Parliamentary researcher, J. Wherrett, explains that self-governance is inherent because it is a right bestowed on First Nations by the Creator, imbedded in their spiritual connection to the land and pre-existed European sovereignty.

Because it is inherent, First Nations do not need Canada’s permission to exercise their right to govern themselves. Nonetheless, First Nations typically negotiate self-governance agreements with federal and provincial governments.

Despite affirmation by the 1763 Royal Proclamation and treaties, the Indian Act ignored the inherent right to self-governance and imposed a foreign system of band council government.

Dr. Frances Abele found that the Indian Act does not support good democratic governance and created a host of governance problems for First Nations including the non-requirement of band council to be accountable to its electorate.

First Nations are aware that the Indian Act perpetuates governance problems and that meaningful change is virtually impossible to make under this law. They recognize their inherent right can be a pathway to effective governance.

Yet, according to the Indian Affairs website, only 43 of the 634 First Nations communities in Canada have concluded self-government agreements.

If self-government is guaranteed by section 35 of the Canadian Constitution and can lead to governance reform, why are more First Nations not implementing their inherent right?

Reasons are complex and range from unsettled land claims (as self-government requires money and economic development requires land) to federal/provincial resistance and red tape.

First Nations themselves are sometimes apprehensive about self-government. Part of the fear relates to funding because at the conclusion of a self-government agreement, the continuation of government funding becomes conditional.

They also worry that self-government will result in the loss of existing treaty and Aboriginal rights. Considering that the B.C. treaty process required First Nations to relinquish their Aboriginal rights in exchange for modern-day treaty, their concern is not farfetched.

Another reason some First Nations are cautious is because self-government could lead to assimilation.
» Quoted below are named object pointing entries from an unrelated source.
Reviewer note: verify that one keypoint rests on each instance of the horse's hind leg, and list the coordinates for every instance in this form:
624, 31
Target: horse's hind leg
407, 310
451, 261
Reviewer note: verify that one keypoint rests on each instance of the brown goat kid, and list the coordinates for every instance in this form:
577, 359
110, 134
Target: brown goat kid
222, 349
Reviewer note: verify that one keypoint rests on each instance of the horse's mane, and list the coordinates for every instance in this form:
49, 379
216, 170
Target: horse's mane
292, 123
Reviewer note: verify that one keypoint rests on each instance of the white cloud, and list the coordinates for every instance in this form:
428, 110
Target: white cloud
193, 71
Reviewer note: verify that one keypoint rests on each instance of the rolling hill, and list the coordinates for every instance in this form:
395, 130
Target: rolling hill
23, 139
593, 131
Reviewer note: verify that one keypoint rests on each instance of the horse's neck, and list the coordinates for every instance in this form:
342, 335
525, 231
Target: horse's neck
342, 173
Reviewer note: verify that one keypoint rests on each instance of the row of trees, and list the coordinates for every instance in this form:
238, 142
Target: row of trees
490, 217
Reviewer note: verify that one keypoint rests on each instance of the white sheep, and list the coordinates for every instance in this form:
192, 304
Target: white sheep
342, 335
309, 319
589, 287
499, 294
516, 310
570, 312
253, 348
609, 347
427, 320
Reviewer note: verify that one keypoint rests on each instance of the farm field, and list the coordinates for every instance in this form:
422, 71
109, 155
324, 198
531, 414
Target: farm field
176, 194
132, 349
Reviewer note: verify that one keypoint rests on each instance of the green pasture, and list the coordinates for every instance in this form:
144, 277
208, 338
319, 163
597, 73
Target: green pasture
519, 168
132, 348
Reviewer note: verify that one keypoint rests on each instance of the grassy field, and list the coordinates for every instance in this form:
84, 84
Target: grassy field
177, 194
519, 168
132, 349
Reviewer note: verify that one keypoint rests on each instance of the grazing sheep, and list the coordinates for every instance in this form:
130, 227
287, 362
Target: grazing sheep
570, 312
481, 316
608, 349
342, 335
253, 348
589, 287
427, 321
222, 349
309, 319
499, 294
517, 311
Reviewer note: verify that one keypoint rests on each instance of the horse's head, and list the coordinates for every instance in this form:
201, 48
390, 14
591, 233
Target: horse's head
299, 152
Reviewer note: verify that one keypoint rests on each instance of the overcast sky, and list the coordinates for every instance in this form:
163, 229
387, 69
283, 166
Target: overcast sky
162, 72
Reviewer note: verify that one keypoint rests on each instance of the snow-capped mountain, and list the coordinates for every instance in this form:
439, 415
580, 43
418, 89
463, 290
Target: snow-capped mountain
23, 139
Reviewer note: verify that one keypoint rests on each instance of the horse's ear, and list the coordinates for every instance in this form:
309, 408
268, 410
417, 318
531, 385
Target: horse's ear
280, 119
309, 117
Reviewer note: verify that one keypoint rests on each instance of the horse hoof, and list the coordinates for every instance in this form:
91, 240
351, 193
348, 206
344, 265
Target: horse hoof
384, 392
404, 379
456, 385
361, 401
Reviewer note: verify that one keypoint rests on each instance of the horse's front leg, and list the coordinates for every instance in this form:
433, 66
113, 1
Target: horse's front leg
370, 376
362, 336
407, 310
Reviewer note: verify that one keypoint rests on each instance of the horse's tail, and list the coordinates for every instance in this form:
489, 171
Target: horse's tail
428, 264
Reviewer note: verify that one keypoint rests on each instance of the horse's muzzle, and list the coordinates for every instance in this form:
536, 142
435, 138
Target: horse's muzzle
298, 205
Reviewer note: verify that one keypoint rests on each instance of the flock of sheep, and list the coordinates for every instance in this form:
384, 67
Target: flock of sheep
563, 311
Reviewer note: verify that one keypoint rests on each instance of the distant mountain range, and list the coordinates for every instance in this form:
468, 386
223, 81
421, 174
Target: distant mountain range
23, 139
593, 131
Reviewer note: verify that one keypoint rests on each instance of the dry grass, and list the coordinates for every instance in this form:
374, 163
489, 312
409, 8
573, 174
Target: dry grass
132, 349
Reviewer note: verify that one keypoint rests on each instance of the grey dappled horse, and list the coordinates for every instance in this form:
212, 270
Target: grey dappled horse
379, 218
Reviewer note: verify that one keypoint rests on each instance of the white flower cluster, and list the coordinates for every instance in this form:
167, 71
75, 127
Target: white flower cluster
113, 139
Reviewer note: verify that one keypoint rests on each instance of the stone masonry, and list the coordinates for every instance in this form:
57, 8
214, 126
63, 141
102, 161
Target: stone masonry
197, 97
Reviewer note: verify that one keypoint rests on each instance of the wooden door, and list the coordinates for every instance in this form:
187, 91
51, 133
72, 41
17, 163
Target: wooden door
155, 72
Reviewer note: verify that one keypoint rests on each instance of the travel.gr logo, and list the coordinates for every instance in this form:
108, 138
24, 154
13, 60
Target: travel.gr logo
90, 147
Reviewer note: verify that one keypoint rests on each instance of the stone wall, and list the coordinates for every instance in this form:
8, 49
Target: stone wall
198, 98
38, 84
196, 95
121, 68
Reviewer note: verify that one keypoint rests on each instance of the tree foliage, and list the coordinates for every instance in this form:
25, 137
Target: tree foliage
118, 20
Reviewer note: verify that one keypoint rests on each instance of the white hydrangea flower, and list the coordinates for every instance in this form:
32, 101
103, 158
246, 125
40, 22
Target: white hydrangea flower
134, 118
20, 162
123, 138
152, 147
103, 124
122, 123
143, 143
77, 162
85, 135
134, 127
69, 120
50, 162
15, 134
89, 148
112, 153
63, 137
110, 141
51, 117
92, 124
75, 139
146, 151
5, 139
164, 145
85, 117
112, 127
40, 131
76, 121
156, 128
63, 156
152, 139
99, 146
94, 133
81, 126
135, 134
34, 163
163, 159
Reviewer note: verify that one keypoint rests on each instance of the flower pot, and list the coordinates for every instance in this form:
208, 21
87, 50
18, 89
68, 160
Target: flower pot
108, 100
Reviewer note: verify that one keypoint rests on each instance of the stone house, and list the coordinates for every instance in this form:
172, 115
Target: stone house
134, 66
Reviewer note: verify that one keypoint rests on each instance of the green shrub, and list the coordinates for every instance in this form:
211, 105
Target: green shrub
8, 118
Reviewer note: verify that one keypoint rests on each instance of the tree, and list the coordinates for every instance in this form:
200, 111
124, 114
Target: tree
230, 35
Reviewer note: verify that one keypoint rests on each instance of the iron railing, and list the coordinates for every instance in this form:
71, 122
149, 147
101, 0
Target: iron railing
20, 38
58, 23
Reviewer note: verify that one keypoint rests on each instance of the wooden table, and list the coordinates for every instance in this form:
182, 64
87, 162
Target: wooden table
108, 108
This is understandable since government has spent centuries trying to assimilate First Nations through various means. Mistrust can block the road to autonomy if First Nations are suspicious that government is trying to assimilate them under the guise of self-government.

But if the Indian Act remains and continues to control the minds and lives of First Nations people, implementing the inherent right and realizing its potential benefits, including governance reform, will be challenging.

As noted above, this challenge is exacerbated by real fears about self-government. What will it take for First Nations to have the courage to leave the Indian Act and implement their inherent right to self-governance?

Satsan Herb George, a Wet’suwet’en Hereditary Chief, former B.C. Regional Chief and founder of the National Centre for First Nations Governance, believes that educating First Nations people about the ugly truth of the Indian Act and building the capacity they need to transition out the act and into self-governance, is the best way to go.

Given the ability of fear to stop autonomy in its tracks, capacity building must include re-discovering the advantages of self-rule and alleviating the anxiety that First Nations, federal and provincial governments have about implementing the inherent right to self-governance.

Terry Poucette is a member of the Wesley First Nation and a PhD graduate in public administration (University of Victoria). She is now an assistant teaching professor at UVic.